The thin lines that create the designs on the surfaces are made with human hair brushes.  Five, six, seven strands attached to a stick or a Bic pen.  No more.  Keeping the tools as simple as possible also contrasts with the intricacy of the design.  A broken knife and an old worn spoon make wonders when building a perfectly symmetrical vase the same way the simple brush will transform it into the most delicate object.  “I may not be a potter,” my daughter said when she realized the woman and girl we saw on a road side were picking cow dung to be used later for fuel to fire their pottery.  For most of my pieces I use cottonwood bark or the pinewood of the dead trees.  The next time I fired a vase I used some cow dung trying to explain the differences and similarities to my five years old girl.  Sometimes weeks of continuous work are spent on a single piece so I am not fighting technology when it comes to firing one of those.  Thus an electric kiln is used instead.

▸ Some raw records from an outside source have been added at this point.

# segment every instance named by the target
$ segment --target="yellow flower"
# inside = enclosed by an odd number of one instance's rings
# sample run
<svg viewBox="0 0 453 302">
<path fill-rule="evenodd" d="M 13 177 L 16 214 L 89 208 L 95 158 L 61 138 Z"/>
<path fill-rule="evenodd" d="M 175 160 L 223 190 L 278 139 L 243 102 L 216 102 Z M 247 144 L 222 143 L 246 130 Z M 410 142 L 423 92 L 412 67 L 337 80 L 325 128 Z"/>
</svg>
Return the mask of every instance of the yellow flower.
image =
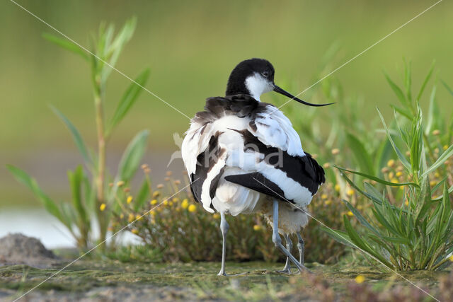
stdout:
<svg viewBox="0 0 453 302">
<path fill-rule="evenodd" d="M 365 281 L 365 277 L 360 274 L 355 277 L 355 283 L 358 283 L 360 284 L 360 283 L 362 283 L 364 281 Z"/>
<path fill-rule="evenodd" d="M 189 199 L 185 198 L 184 200 L 183 200 L 183 202 L 181 202 L 181 207 L 183 209 L 187 209 L 188 207 L 189 207 Z"/>
<path fill-rule="evenodd" d="M 129 217 L 127 217 L 127 221 L 132 222 L 134 221 L 134 214 L 132 213 L 129 214 Z"/>
<path fill-rule="evenodd" d="M 195 204 L 190 204 L 188 209 L 190 212 L 193 213 L 197 211 L 197 207 Z"/>
</svg>

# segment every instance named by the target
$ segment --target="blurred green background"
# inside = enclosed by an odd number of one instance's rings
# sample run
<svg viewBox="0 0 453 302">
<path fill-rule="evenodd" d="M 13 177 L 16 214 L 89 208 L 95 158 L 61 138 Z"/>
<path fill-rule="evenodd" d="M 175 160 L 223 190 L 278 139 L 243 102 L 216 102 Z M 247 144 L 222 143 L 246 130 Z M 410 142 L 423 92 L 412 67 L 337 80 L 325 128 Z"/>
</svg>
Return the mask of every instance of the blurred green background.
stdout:
<svg viewBox="0 0 453 302">
<path fill-rule="evenodd" d="M 277 71 L 276 83 L 294 81 L 298 91 L 291 92 L 296 94 L 319 76 L 322 57 L 333 44 L 340 51 L 331 69 L 435 2 L 18 0 L 87 47 L 88 34 L 101 21 L 118 28 L 136 16 L 135 35 L 117 68 L 134 78 L 150 67 L 147 88 L 188 116 L 202 108 L 207 97 L 224 94 L 229 72 L 243 59 L 269 59 Z M 401 83 L 403 58 L 412 62 L 415 86 L 434 59 L 436 76 L 452 83 L 452 21 L 453 4 L 444 1 L 336 72 L 346 95 L 369 104 L 362 112 L 364 119 L 375 115 L 375 106 L 390 112 L 395 98 L 382 71 Z M 95 144 L 89 66 L 42 39 L 44 32 L 56 33 L 13 3 L 0 3 L 0 207 L 36 205 L 31 193 L 6 172 L 6 163 L 29 172 L 50 194 L 67 197 L 66 170 L 81 158 L 48 105 L 68 116 L 89 144 Z M 108 115 L 130 84 L 115 72 L 109 81 Z M 437 98 L 451 108 L 445 89 L 438 90 Z M 116 162 L 132 135 L 149 129 L 147 160 L 159 180 L 177 150 L 173 134 L 182 135 L 188 125 L 186 117 L 144 91 L 110 141 L 108 160 Z M 304 134 L 299 135 L 303 142 Z M 182 169 L 180 161 L 174 165 L 171 168 Z"/>
</svg>

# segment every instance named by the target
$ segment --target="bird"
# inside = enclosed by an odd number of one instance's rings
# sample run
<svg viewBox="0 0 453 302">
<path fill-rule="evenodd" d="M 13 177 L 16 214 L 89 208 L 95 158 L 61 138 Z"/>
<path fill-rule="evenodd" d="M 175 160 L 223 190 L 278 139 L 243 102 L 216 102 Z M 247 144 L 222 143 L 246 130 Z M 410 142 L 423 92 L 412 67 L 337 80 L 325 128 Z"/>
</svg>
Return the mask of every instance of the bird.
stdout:
<svg viewBox="0 0 453 302">
<path fill-rule="evenodd" d="M 208 212 L 220 214 L 219 276 L 227 276 L 226 214 L 262 214 L 273 228 L 274 245 L 287 257 L 281 272 L 290 274 L 291 263 L 300 272 L 308 271 L 301 232 L 308 223 L 306 207 L 326 181 L 324 170 L 304 151 L 289 120 L 260 98 L 275 91 L 310 106 L 331 103 L 300 100 L 277 86 L 274 76 L 267 59 L 241 62 L 229 75 L 225 96 L 207 98 L 204 110 L 190 120 L 181 146 L 195 200 Z M 289 236 L 294 233 L 299 260 L 291 253 Z"/>
</svg>

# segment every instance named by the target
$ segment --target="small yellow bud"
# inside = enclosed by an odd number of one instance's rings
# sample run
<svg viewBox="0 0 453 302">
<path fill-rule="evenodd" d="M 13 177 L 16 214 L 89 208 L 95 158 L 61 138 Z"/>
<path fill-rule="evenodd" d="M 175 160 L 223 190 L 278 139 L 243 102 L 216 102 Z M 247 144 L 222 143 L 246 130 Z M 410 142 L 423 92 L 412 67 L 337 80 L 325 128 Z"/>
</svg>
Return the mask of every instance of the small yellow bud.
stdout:
<svg viewBox="0 0 453 302">
<path fill-rule="evenodd" d="M 129 217 L 127 217 L 127 221 L 132 222 L 134 221 L 134 214 L 132 213 L 130 213 Z"/>
<path fill-rule="evenodd" d="M 127 202 L 127 204 L 130 204 L 131 202 L 132 202 L 132 197 L 129 195 L 126 202 Z"/>
<path fill-rule="evenodd" d="M 195 204 L 190 204 L 188 207 L 188 210 L 190 212 L 193 213 L 197 211 L 197 207 Z"/>
<path fill-rule="evenodd" d="M 356 277 L 354 280 L 355 280 L 355 283 L 360 284 L 361 283 L 363 283 L 364 281 L 365 281 L 365 277 L 360 274 L 357 277 Z"/>
<path fill-rule="evenodd" d="M 183 200 L 183 202 L 181 202 L 181 207 L 183 209 L 187 209 L 188 207 L 189 207 L 189 199 L 185 198 L 184 200 Z"/>
</svg>

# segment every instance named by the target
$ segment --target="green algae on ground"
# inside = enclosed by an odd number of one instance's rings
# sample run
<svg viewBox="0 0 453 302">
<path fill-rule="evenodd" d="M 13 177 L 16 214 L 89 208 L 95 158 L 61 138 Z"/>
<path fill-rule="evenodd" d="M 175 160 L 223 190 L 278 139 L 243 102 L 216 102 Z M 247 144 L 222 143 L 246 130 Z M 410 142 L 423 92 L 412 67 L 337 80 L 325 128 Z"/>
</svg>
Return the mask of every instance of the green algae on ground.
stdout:
<svg viewBox="0 0 453 302">
<path fill-rule="evenodd" d="M 40 284 L 64 267 L 64 264 L 52 269 L 37 269 L 25 265 L 0 267 L 0 290 L 14 290 L 24 293 Z M 382 273 L 370 267 L 323 265 L 307 264 L 315 275 L 326 280 L 339 294 L 345 293 L 347 284 L 359 274 L 373 288 L 388 288 L 396 284 L 411 286 L 410 284 L 391 272 Z M 189 263 L 121 263 L 117 261 L 80 260 L 69 266 L 39 286 L 39 291 L 54 290 L 59 293 L 86 292 L 99 288 L 183 289 L 178 295 L 185 294 L 199 298 L 252 300 L 277 298 L 278 293 L 291 294 L 299 289 L 300 297 L 309 295 L 314 285 L 300 275 L 288 276 L 275 272 L 282 269 L 281 263 L 263 262 L 228 262 L 227 272 L 244 275 L 224 277 L 217 276 L 219 264 L 217 262 Z M 410 272 L 399 273 L 426 288 L 433 288 L 438 277 L 445 272 Z M 300 290 L 302 289 L 302 290 Z M 180 296 L 183 295 L 183 296 Z M 193 298 L 193 296 L 192 296 Z M 242 298 L 241 298 L 242 297 Z"/>
</svg>

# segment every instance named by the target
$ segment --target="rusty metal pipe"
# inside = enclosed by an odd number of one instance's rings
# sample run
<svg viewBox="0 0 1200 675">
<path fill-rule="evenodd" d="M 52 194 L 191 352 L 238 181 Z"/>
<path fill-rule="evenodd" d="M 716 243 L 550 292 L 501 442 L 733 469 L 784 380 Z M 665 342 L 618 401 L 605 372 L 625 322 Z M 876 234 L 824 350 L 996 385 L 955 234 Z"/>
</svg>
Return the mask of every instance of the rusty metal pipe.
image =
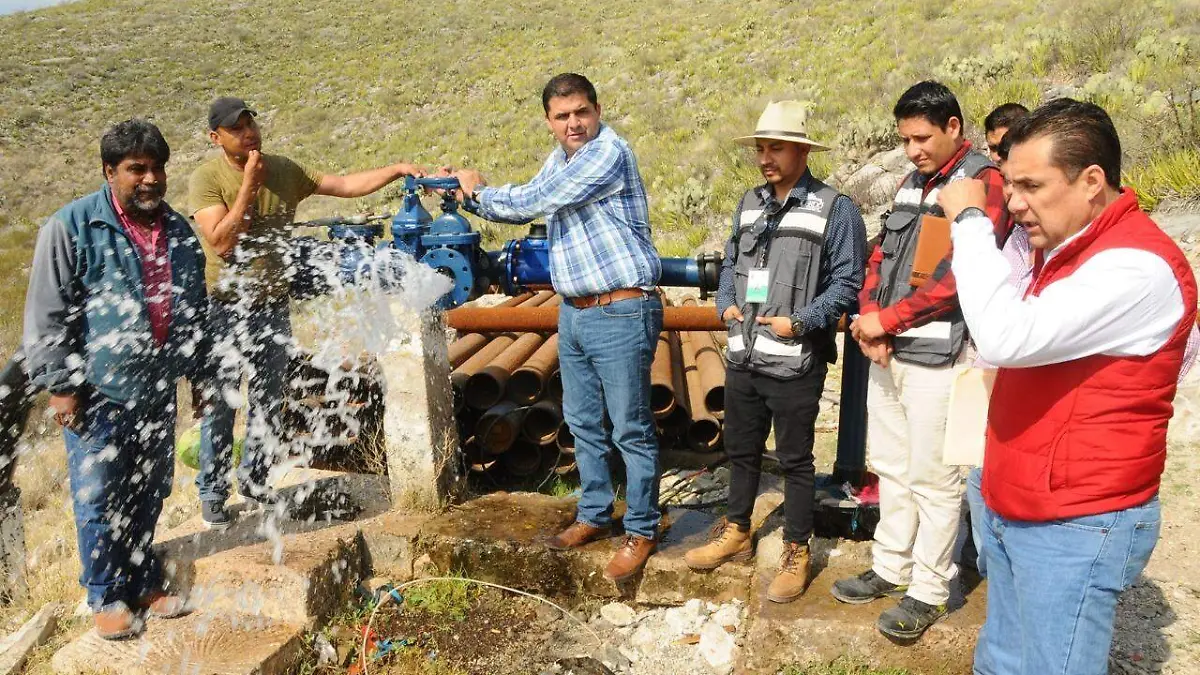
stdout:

Knot Sculpture, Spiral and Fire

Working on an art form without representing “real” beings or situations makes it difficult to convey the meaning or sense of the artwork.  Usually my artwork has no apparent meaning.  It is abstract.  Pieces with no other function than to be.  Senseless if you want.  If so, it may be meaningful only to its maker.  As a friend would say, “Don’t make me smoke your mental masturbations.” For the excitement behind an idea is yours and only yours and mean nothing to anybody else.  And so again I barely talk about the ideas behind my artwork.  They should speak by themselves.  I hope some of them do.

 

Etching The Knot
Etching the Knot piece

 

Painting The Spiral
Painting the Spiral piece

 

The sculpture represents a square knot which is used to join two different cords into a single piece.  Despite the fact that the square knot is quite strong and well-ordered, it is not one of the most recommended given its potential instability.  In this sculpture, one of the cords has a patterned texture as well as a red painted design.  The second cord has a burnished finish as well as a white painted design.  Although the two cords have quite different finishes, it still can be appreciated they both are made with the same clay.  This is the way I tried to symbolize the concept of marriage.  Two people, very different from each other but made out of the same matter, united to create a single body.  Similarly to the square knot, marriage is a “potentially unstable” union but by working correctly it is the highest representation of family and a society.

 

Spiral
Diego Valles, Spiral, clay, 2013

 

The spiral pot is a piece inspired by the graphic work of M.C.Escher particularly by Bound of Union.  The two connected spirals picturing a man and woman heads.  They are missing half of their faces to the negative space of Escher’s design.  My spiral started as a whole simple pot.  The painted design ran over its entire surface.  Then the spiral was sketched over the spherical shape of the pot regardless of the part of the painted design it was going over.  The spiral is cut away from the pot and what is left is another spiral, a clay spring I must say for it behaves as such mechanical device.  The painted design is also a spiral, cut out of a piece of paper then stretched and curved …

 

Knot
Diego Valles, Knot, clay, 2013

 

If you want a meaning behind a spiral, you may name it: origin, cycle, migration, etc.  But beyond all that, even beyond the beauty of the object its purpose was to prove myself that if I can imagine it, it can be done.  The Fire piece started as most of my creations, as a mistake.  I have the painful custom of not letting a piece go.  Even when they scream at me with every crack “let me go, I don’t want to be.”  Both pieces forming the fire composition broke at a point or two … or three.  But  since the meaning may be the lesson the practice teaches you, I just kept modifying  the shapes until they were satisfied with themselves for I believe many times the pieces choose their shapes and I am just the tool they use to take form.  Most of my clay pieces may not have a meaning but at the end they have a purpose, to teach me a lesson and hopefully to inspire others through their beauty.